Sebenarnya fenomena klitih ini
bukanlah suatu hal baru, bahkan sejak saya masih SMK saya pun saya pernah
terjebak terlibat didalamnya tapi Alhamdulillah bisa dikatan belum terlibat terlalu dalam. Katanya, Mereka
memperjuangkan “Marwah, harkat dan martabat” sekolahan, itulah yang menjadi
motif utama para pelaku untuk melakukan tindakan sadisnya. Awalnya anak-anak
baru yang masih menginjak kelas satu dicekoki semacam sugesti-sugesti nyleneh
tentang wajibnya menjaga harga diri sekolah yang kemudian untuk menjaga harga diri
itu salah satu jalan yang ditempuh adalah menyingkirkan saingan sekolah yang
mereka anggap sebagai musuh, pemicunya juga bisa dari dendam lama yang anehnya gak sembuh-sembuh atau karena masalah sepele seperti tanding futsal rusuh, vandalisme saling coret dsb. Dimana
penggiringan opini dan penyuapan doktrin ini dilakukan oleh beberapa oknum kakak kelas yang biasanya
tergabung dalam sebuah paguyuban genk sekolah. walaupun tidak bisa kita pungkiri bahwasannya degradasi moral dan semakin jauhnya anak-anak muda dari agama menjadi salah satu faktor pemicu utamanya. Atas faktor-faktor pemicu tadi lalu ujungnya, mereka hanya ingin Sekedar untuk
menunjukkan kejumawaan yang caranya salah kaprah, khas pemuda "pokoke maju, akibate dipikir keri".

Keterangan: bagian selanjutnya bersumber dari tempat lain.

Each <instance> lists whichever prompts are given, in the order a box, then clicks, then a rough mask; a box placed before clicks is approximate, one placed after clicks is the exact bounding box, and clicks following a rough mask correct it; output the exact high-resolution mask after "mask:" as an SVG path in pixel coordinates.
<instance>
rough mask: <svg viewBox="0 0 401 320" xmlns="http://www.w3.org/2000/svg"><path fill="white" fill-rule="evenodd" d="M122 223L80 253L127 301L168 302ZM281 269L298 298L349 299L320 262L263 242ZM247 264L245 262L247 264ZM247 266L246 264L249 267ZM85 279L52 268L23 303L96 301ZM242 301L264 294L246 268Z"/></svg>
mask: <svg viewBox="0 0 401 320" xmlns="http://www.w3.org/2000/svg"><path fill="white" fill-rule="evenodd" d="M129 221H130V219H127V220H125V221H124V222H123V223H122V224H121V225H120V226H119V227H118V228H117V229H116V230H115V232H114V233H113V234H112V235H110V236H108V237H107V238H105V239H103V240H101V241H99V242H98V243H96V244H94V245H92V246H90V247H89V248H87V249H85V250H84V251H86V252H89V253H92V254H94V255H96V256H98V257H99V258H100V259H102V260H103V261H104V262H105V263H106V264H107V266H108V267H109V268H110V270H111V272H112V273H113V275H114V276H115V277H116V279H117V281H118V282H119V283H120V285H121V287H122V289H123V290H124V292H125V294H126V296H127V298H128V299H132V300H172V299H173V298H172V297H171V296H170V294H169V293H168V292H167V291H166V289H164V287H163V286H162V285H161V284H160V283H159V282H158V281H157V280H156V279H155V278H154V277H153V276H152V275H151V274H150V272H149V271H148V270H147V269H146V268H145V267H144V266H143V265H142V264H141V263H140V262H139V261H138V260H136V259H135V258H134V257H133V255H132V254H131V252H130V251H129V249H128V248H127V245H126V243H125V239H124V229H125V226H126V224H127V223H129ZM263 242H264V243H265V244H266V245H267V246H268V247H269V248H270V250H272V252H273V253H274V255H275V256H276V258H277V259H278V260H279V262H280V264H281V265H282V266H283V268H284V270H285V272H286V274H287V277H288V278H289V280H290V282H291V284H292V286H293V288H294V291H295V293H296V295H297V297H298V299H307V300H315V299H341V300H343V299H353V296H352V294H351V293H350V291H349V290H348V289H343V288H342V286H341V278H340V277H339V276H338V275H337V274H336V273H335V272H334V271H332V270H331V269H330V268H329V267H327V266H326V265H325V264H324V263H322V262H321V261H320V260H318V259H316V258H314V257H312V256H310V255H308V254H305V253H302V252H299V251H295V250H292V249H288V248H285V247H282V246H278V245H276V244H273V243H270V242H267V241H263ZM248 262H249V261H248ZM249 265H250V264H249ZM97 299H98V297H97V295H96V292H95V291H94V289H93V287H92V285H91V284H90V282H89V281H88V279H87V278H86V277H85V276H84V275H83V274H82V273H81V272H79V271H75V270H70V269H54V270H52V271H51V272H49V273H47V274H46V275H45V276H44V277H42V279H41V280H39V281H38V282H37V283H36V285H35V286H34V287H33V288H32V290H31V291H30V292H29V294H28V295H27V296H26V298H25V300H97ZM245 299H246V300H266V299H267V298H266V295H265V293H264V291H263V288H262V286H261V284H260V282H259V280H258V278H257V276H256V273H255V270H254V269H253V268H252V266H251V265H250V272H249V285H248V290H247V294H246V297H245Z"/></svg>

Saya coba memaparkan beberapa genk
sekolah yang menurut saya sebenarnya ulah segelintir oknum inilah yang
meresahkan. Kita mulai dari sisi utara, ada Muhi dengan Oestad nya. SMK N 2 &
3 Yk dengan Stemsa dan Vozter, lalu juga ada REM. Bergeser ke selatan ada GNB ,
CBZ, Roever, Ranger, Smuten, Respect, Grixer. Belum lagi di wilayah bantul dan
sleman. Yang intinya hampir sebagian besar masing-masing sekolahan memiliki
paguyuban ini yang menurut mereka sebagai representasi kekuatan sekolah-sekolah
tersebut. Tak jarang mereka jjuga berkoalisi untuk saling bantu menghabisi
sekolah yang menjadi musuh / sasaran. Klitih ini menganut sebuah sitem “nglimpe”,
yaitu mereka menyerang musuh dari belakang ketika dijalan. Karena klitih bias juga
diartikan “golek-golek” (mencari cari) target sasaran / musuh.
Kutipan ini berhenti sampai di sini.